If so, which company and gear to go with? It will be for PC's for now, but notebooks soon...


 
Unless you "absolutly must have N speeds" I would stick with G for now; it's not exactly like consumer-grade APs are expensive and it's too soon for AP manufacturer's to guarantee that their devices will support the standard once it is ratified (hardware requirements may still change).

Also keep in mind that poor signal quality is going to give you poor speeds regardless of whether your run G or N.
 
Well, N supposedly has more range and throughput due to the MIMO, but yea I think I'll just go with a G network it should be fine...
 
MIMO will definitely give greater throughput because you'll have multiple radios transmitting and receiving simultaneously. AFAIK the range improvements are accomplished by exploiting the spatial diversity of the multiple transmitters/receivers; it will probably help a little, but I'm skeptical as to how much it will improve real-world range.

The transmitter power is the same and it's still OFDM, and it's not like your antennas are going to be that far apart in your mobile device (laptop, etc.)
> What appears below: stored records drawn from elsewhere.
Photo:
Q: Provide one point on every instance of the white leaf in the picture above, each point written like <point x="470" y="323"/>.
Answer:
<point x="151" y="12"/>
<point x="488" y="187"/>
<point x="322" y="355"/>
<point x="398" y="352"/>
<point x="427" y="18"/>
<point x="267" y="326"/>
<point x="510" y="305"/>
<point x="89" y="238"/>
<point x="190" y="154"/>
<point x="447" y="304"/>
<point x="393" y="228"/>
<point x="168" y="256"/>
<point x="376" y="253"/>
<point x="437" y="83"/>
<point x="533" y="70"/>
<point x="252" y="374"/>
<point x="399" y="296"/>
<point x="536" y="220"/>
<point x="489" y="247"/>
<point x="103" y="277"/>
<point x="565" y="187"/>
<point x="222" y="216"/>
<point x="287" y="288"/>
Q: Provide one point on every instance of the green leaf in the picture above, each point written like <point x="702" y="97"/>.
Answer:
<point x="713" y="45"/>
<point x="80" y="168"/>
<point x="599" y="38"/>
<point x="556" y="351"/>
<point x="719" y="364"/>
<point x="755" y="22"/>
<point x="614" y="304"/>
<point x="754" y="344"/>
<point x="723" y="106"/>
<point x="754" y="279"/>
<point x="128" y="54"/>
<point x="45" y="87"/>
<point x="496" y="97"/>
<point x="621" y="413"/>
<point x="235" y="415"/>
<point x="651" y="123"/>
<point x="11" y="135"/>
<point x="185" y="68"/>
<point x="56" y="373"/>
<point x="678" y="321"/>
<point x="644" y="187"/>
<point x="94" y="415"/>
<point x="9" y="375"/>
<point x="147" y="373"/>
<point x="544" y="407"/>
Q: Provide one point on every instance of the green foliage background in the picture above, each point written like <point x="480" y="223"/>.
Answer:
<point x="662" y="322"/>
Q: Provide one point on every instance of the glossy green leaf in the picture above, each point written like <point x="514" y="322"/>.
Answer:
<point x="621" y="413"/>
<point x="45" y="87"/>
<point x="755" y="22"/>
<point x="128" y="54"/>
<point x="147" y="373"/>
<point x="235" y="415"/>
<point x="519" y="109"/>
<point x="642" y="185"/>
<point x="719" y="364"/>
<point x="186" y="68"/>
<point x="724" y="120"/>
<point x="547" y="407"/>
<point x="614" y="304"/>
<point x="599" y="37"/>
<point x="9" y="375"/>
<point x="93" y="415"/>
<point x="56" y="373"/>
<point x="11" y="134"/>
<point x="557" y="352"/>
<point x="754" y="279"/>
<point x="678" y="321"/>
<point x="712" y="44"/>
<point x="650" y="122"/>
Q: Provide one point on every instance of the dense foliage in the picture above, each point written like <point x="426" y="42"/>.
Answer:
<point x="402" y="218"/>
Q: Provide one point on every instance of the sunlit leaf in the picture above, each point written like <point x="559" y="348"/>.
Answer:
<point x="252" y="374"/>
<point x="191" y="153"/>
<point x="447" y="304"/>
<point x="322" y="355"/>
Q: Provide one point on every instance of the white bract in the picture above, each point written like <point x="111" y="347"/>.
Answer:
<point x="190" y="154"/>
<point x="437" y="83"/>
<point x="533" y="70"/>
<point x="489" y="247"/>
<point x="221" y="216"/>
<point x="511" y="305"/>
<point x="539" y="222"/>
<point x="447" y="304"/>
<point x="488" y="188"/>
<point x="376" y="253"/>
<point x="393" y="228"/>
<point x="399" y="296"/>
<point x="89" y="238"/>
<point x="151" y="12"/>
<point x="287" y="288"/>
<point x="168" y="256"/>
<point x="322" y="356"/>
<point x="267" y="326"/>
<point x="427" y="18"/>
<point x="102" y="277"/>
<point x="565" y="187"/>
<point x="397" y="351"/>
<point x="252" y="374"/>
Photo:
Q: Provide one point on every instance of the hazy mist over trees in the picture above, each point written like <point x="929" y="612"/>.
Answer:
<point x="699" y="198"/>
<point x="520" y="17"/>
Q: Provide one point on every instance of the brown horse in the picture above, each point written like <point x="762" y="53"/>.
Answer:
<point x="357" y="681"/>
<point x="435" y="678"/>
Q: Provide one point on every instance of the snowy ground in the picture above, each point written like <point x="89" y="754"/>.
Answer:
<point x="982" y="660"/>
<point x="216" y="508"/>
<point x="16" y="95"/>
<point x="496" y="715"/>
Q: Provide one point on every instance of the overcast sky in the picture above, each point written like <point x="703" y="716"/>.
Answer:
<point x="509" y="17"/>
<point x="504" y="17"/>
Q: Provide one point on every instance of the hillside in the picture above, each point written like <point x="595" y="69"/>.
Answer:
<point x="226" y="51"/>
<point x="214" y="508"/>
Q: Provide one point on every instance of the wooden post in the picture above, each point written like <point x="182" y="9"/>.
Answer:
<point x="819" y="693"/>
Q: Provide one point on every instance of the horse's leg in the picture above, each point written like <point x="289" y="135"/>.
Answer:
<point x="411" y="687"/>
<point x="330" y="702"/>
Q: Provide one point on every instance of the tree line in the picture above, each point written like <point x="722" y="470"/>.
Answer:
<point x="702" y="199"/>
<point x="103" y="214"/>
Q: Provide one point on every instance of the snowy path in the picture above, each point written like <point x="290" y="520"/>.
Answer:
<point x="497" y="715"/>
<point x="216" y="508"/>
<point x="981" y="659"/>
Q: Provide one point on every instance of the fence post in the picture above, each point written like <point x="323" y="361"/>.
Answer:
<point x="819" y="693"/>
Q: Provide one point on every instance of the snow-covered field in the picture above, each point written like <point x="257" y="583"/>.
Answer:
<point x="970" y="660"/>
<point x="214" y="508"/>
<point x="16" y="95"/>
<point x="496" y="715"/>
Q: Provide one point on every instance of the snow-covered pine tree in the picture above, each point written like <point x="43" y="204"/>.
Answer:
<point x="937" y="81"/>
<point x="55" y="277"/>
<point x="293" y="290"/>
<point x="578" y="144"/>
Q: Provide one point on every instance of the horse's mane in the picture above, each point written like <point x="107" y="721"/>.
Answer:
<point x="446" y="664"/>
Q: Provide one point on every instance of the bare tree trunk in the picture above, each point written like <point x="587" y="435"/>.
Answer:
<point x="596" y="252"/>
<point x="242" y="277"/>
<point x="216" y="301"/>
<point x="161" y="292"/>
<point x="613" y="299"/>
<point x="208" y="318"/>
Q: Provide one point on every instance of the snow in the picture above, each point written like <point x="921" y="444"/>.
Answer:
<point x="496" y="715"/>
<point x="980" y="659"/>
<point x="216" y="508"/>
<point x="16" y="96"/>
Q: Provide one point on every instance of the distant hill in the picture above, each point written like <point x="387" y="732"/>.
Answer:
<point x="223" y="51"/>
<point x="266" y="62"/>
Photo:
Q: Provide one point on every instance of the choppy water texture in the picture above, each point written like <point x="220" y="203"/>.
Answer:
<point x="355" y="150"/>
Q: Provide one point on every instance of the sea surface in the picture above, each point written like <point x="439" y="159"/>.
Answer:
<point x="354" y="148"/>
My guess would be that in practice if you're going for range it will still be just as important to get good hardware on both ends with proper antenna placement. This is just my guess though so I could be wrong. Most of the gear I work with is Cisco (and some Proxim) so I probably wont be using 802.11n in production until after it?s been ratified.

Erik
 
I have done real world testing, and I was pretty skeptical at first. N provides more range, and better throughput at all ranges. I was going through a metal wall (partition) @ 65 feet, and was able to stream a 10 Mb/s HD stream without problems. G couldn't get the stream off the ground at 15 feet (our baseline).

It really depends, because I don't like to buy prestandard stuff, but I'll tell you, that Dell laptop (with miniPCI express Broadcom Draftn card) and the router (Netgear) really made me think twice...

I can't give full details of the report (might poke around dell and see if they have published it) but before you question the tests, please realize I"m a pro QA engineer, and a wireless guy, so I know my methodology and stuff...I wouldn't let them do some things they wanted (like an underground, empty parking garage for "real world" type testing) and it's a valid, repeateable result imho.

as an example, samba was nearly 3X the speed at 15' range over G.
 
Originally posted by: fixxxer0
Its a draft spec from what ive read, is it worth it to buy now or should I wait till some formats finalized?

The current situation has problems, with interference and interoperability being among the bigger ones. Most vendors want you to believe that everything's just fine, test reports aren't agreeing with that. It really should be better, and if it doesn't get better, we'll all either end up blasting each other out of the air, or maybe just not using much wireless.

http://www.tomsnetworking.com/2006/06/14/draft_11n_revealed_part2/
 
Originally posted by: Madwand1
Originally posted by: fixxxer0
Its a draft spec from what ive read, is it worth it to buy now or should I wait till some formats finalized?

The current situation has problems, with interference and interoperability being among the bigger ones. Most vendors want you to believe that everything's just fine, test reports aren't agreeing with that. It really should be better, and if it doesn't get better, we'll all either end up blasting each other out of the air, or maybe just not using much wireless.

http://www.tomsnetworking.com/2006/06/14/draft_11n_revealed_part2/
This is a good article thanks for the link; I also like part one of the series:
http://www.tomsnetworking.com/2006/06/01/draft_11n_revealed_part1/
 
Since the MIMO devices, were rushed out to cash on consumer impatience there is only Basic Routers, and Client Cards. Take into consideration that the whole gamut of other Wireless Devices that are needed for flexible configurations are not currently available in MIMO, and the future device would not be compatible with the current one.